For the sake of this writing, let’s call this female coworker, Umm… I dunno. How about Magellan?
Anyway, Magellan and I were hired the same week. We had been relatively friendly for the few times we did talk — and there seemed to at least be a subtle, yet noticeable, spark of chemistry between the two of us — at the beginning of evening shifts. She and I were both film/music nerds and she was, well… unusually open about not currently being in a serious relationship. She and I were recruited with a few other employees from our location to work as drivers a few hubs away in Austin for 2–3 full days with paid hotel, breakfast… basically, all that expenses-covered corporate shit that makes you think for about 2 seconds that you have a job that’s just as important as everyone else’s.
You know how… There are those guys who can get rejected a hundred times in a row and are not phased by it at all…? Once they’re knocked down and humiliated, they get right back up...? The same guys that are unironically lacking in self-awareness and have complete disregard for consequence or accountability — and that level of delusion serves as their reward, which grants them the power to inflict their overly-confident behavior in-front of people that they’re attracted to, with the hopes of winning them over…? Yeah, well, I’m the complete opposite of that. When it comes to people I’m attracted to, usually… I’m one of those other guys. Where— the more attracted I am to someone, the more shy that I am around them.
I was shy around Magellan. A couple of co-workers called me out during the weekend recruit. They could tell I was attracted to Magellan based on how abnormally nervous I was when she was around. I had never admitted to being attracted to her to anyone — but they still knew. Some people are just observant like that.
The 2nd night in Austin, the drivers and various staff at the hub were having a small gathering of about 15 people or so at a dirty motel, a “hotel party,” if you will and I was invited along with my co-worker (uh, let’s just call him Don) who had carpooled with me roundtrip from the hotel that the company had provided for us.

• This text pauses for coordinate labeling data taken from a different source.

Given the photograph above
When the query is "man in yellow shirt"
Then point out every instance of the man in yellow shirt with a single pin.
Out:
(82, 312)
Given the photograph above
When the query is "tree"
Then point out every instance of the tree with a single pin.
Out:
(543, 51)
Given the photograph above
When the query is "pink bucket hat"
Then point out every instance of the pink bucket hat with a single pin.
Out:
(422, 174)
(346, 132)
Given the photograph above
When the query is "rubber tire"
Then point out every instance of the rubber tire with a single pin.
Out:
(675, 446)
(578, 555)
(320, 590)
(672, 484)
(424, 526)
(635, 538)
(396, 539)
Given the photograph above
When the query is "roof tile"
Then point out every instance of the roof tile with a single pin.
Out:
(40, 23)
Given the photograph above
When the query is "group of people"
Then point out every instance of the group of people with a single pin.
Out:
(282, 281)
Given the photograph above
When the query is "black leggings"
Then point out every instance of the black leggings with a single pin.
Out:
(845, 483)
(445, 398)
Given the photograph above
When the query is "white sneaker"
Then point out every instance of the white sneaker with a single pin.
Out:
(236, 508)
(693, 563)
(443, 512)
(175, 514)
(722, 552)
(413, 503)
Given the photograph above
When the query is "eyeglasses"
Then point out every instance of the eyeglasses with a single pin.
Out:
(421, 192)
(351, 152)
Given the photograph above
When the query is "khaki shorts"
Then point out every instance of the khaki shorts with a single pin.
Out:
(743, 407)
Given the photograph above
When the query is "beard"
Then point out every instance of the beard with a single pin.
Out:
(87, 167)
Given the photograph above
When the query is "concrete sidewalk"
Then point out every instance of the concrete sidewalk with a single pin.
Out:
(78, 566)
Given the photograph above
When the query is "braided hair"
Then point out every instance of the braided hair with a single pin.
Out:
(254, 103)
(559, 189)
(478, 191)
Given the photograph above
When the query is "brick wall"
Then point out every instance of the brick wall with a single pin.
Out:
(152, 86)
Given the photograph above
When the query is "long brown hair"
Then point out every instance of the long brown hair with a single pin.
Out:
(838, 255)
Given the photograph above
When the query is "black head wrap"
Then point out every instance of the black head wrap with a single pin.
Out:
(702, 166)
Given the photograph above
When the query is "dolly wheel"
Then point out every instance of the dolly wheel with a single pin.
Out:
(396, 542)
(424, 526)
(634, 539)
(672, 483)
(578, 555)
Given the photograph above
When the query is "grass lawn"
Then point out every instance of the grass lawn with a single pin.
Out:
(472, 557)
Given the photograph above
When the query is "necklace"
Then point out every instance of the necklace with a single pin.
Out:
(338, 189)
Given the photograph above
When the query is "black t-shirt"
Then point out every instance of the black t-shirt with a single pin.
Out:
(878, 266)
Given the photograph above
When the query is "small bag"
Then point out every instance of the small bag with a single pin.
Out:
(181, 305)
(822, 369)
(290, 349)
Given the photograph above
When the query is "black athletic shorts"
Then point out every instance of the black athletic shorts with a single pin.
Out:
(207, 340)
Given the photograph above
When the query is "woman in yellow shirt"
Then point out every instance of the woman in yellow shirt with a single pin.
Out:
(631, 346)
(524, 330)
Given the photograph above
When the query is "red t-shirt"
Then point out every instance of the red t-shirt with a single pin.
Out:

By this point in my life, I wasn’t much of a drinker anymore. I could babysit a light beer or even a cocktail but that’s about it. Magellan was at the party, which I thought was great because now maybe I could find the courage to talk to her for longer than 2 minutes. Everybody was chilling in one of the (I guess it was vacant) motel rooms, getting pretty loaded… but not me because I was the *fake coughs* designated driver. Magellan said she was cold and so I offered, “I have a spare hoodie in my car…” Magellan accepted. As the night continued, things were going just as boring as I had expected them to go…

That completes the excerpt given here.